Umgekehrt ist auch das Leben im Tod gegenwärtig;

der Tod führt das Leben zu seiner Vollendung, er bringt es zu seiner endgültigen Gestalt. Erst im Tod wird das Ganze des Lebens endgültig. Nur vom Tod her bekommt darum das Leben Endgültigkeit. Mehr noch: Von Tod her erhält es auch das Drängende und Unaufschiebbare. Wäre der Tod nicht, wäre das Leben gleich-gültig, beliebig, aufschiebbar. Der Philosoph Kaufmann schreibt dazu:

„Für die meisten von uns kommt der Tod nicht früh genug. Durch das Gefühl, der Tod sei fern und belanglos, werden Leben verdorben und faul...Man führt ein besseres Leben, wenn man ein Rendevous mit dem Tod ausgemacht hat. Nicht nur die Liebe kann tiefer, inniger und leidenschaftlicher werden, wenn man erwartet, bald zu sterben. Das ganze Leben wird dadurch bereichert.“

Der Tod macht das Leben als Geschenk und Gabe erfahrbar

In ihrem Roman Tous les hommes sont mortels (1946) lässt Simone de Beauvoir ihren Romanhelden Fosca durch ein Lebenselexier unsterblich werden. An ihm zeigt die Autorin, dass alle Lebensfreude, alle Erlebnismöglichkeit, alle soziale Verbundenheit und Verantwortung schwinden, wo der Tod das Leben nicht mehr begrenzt. Nichts hat mehr Gewicht; in einem solchen Leben bleibt alles unverbindlich, oberflächlich, ein stets widerrufbares Spiel.
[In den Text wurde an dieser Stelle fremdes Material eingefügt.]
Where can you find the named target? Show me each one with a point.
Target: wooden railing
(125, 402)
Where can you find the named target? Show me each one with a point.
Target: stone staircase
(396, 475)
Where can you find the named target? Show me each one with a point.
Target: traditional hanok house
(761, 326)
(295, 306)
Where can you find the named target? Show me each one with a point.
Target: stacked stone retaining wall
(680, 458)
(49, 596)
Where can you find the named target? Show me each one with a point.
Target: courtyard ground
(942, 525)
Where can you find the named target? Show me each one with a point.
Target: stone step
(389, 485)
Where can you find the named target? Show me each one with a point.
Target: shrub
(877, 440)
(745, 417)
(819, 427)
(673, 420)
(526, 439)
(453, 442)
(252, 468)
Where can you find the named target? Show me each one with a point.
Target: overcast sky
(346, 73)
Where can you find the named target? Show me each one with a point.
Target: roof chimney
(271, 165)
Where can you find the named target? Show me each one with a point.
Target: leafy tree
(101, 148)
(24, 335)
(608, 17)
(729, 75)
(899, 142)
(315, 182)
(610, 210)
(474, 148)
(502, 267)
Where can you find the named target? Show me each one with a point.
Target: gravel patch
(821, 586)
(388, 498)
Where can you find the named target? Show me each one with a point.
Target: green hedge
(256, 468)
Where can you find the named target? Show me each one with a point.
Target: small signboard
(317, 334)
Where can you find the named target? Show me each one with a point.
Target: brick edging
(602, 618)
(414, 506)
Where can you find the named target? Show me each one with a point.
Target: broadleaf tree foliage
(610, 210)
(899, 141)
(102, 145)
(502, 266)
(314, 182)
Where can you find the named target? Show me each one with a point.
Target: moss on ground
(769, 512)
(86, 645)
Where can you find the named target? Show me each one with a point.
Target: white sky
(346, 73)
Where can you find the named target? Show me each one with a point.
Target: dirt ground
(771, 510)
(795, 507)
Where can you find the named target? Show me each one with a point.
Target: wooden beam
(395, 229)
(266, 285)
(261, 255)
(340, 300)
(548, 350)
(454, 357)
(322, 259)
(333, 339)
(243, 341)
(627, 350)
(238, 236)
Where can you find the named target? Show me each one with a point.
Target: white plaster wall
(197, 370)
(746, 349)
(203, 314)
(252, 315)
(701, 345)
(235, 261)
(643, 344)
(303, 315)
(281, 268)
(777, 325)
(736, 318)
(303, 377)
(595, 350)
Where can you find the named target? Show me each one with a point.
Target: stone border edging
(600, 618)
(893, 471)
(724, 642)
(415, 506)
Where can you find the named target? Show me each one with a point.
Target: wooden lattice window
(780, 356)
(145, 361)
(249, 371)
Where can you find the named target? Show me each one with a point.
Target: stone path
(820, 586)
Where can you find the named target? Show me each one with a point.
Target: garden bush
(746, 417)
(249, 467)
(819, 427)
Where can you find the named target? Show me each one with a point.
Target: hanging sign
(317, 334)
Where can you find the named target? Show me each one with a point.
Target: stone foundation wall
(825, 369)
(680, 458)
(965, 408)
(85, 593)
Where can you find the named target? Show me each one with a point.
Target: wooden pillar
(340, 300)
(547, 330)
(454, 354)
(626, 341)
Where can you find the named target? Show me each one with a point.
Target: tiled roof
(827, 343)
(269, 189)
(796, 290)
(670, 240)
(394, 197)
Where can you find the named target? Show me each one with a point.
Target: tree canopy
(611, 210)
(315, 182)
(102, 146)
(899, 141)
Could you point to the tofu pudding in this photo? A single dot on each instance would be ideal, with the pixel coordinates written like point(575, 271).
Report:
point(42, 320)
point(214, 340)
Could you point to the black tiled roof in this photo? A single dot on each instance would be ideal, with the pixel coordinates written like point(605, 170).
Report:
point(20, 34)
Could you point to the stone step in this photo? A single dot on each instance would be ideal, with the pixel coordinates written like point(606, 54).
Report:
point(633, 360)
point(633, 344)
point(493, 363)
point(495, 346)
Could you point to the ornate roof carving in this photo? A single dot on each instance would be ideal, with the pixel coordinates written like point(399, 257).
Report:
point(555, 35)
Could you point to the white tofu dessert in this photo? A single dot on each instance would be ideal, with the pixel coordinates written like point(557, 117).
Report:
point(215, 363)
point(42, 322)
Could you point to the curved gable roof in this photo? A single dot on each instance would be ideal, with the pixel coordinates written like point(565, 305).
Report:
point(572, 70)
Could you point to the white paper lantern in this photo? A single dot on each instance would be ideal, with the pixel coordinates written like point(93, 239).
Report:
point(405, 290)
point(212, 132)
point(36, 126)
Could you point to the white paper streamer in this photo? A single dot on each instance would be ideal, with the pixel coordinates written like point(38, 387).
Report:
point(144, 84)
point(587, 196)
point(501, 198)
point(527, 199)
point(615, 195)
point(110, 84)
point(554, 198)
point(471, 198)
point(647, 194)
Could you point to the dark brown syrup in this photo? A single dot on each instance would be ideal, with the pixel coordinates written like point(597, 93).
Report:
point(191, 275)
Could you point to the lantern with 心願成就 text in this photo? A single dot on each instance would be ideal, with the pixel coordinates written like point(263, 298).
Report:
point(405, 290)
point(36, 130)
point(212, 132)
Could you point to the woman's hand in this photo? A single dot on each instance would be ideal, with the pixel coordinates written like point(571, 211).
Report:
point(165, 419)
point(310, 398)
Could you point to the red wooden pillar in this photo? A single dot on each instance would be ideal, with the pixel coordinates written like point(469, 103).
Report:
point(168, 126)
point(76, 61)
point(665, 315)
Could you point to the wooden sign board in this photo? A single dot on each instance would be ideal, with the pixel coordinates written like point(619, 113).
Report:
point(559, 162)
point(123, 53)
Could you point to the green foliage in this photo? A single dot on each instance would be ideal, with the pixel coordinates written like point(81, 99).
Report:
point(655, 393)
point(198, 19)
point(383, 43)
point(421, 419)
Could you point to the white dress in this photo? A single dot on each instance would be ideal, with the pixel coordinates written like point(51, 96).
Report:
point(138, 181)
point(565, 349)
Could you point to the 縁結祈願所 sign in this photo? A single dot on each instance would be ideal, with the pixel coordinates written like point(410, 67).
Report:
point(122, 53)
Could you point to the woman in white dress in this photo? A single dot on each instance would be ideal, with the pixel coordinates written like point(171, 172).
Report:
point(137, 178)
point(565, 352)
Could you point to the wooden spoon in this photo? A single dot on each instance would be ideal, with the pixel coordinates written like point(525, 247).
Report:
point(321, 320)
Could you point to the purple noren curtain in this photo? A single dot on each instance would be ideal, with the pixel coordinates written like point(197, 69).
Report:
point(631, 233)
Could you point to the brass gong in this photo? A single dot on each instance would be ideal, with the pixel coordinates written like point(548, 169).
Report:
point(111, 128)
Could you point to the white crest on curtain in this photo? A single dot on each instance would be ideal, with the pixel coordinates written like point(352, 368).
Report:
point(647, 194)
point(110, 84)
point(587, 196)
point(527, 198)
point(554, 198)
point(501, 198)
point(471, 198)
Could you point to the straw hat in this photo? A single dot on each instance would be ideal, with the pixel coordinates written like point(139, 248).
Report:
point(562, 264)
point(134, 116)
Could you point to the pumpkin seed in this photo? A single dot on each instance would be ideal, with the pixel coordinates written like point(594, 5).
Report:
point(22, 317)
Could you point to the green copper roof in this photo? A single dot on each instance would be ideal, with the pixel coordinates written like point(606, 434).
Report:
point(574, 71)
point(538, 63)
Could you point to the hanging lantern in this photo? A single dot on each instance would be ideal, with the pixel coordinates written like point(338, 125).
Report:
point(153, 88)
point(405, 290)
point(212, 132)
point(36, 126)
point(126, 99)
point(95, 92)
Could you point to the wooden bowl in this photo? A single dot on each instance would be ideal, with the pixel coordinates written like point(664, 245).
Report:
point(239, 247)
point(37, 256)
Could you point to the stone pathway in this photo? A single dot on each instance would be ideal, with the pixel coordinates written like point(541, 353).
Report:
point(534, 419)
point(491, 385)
Ein durch die Medizin verlängertes Leben wird nicht unbedingt erfüllter. Erst durch den Tod erfahren wir, dass das Leben nicht einfach selbstverständlich ist, sondern dass es ein Geschenk, eine Gabe ist. Leben und Tod durchdringen sich gegenseitig, gehören unausweichlich zusammen.

Der Tod als Strafe für die Sündhaftigkeit?

Umgekehrt hat die christliche Tradition den Tod als Feind des Lebens gesehen, der nicht aus Gottes Schöpferhand kommt, sondern eine Strafe sei, die aus der Sünde folge.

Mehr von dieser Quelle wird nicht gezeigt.